The Apple iPhone 4S voice assistant, Siri, will be featured in Mandarin and Cantonese, but it appears that the program will not respond correctly to terms deemed politically sensitive, including “Tiananmen Square” and others.
People who tested the new version told Taiwan-based Want China Times that Siri pretends to not understand terms like “Tiananmen” and the “6-4” incident, which refers to the army’s crackdown on student protesters on June 4, 1989.
Furthermore, the program will not even give directions to Tiananmen Square, a popular tourist destination in Beijing. Experts told the publication, which cited Duowei News, they suspect that Siri’s developers are censoring it so that iPhone 4S models will not be met with opposition when it goes on sale in China.
China has a strict censorship mandate and blocks out a number of terms on the Chinese- language Internet, including references to the Tiananmen Square massacre, the persecuted spiritual practice Falun Gong, Tibet, and others.

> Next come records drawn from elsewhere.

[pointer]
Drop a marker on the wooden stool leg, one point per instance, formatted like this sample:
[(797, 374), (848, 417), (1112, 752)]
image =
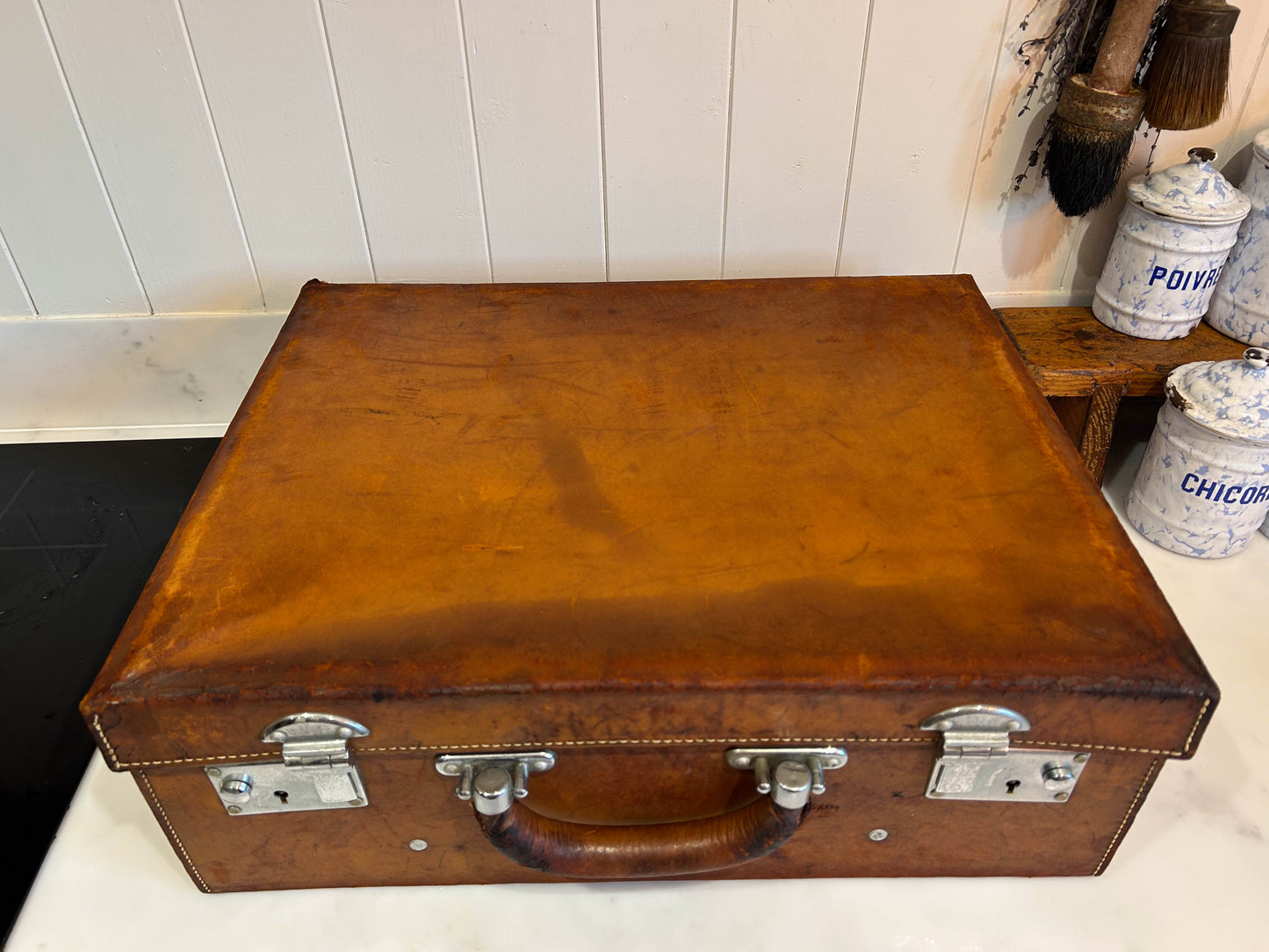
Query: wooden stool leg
[(1089, 422), (1095, 441)]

When you ask Siri about the Tiananmen Square massacre, the program replies in Mandarin: “I didn’t find an appointment about Tiananmen Square,” according to Want China News. When the user questions the program about the crackdown, it replies, “I didn’t find the appointment about ‘do you know about the Tiananmen Square Incident.’”

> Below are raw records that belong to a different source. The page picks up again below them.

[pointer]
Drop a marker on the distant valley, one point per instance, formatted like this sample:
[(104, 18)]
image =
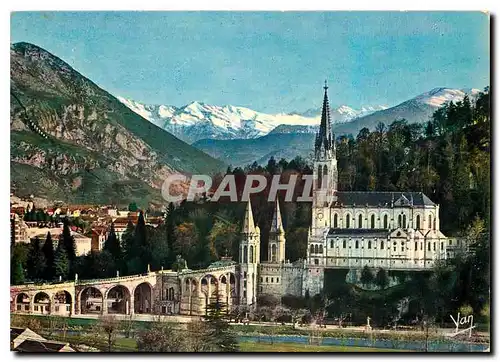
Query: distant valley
[(264, 136)]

Users also questioned Siri more about the incident, saying, “Do you know what happened on June 4, 1989?” Siri responded, “Sorry, there is no such contact in your address book.” It is possible, however, that Siri is using information that it obtains from the Internet and might simply be trying to access information that is blocked in China.
In a video report from The Wall Street Journal, correspondent John Chin said the iPhone 4S “has probably quite a few bugs to work out,” saying that Chinese users have been successful in getting it to carry out mundane tasks, but noted that the program has “a bit of a tizzy” when trying to perform more complex ones.
Chin noted that Siri’s voice in Chinese does not sound like the “wilting, beguiling” voice that English-speaking iPhone users are accustomed to, but sounds more like “a robotic subway announcer.”Apple only recently announced in June that it would feature Siri in Chinese and has not unveiled a release date.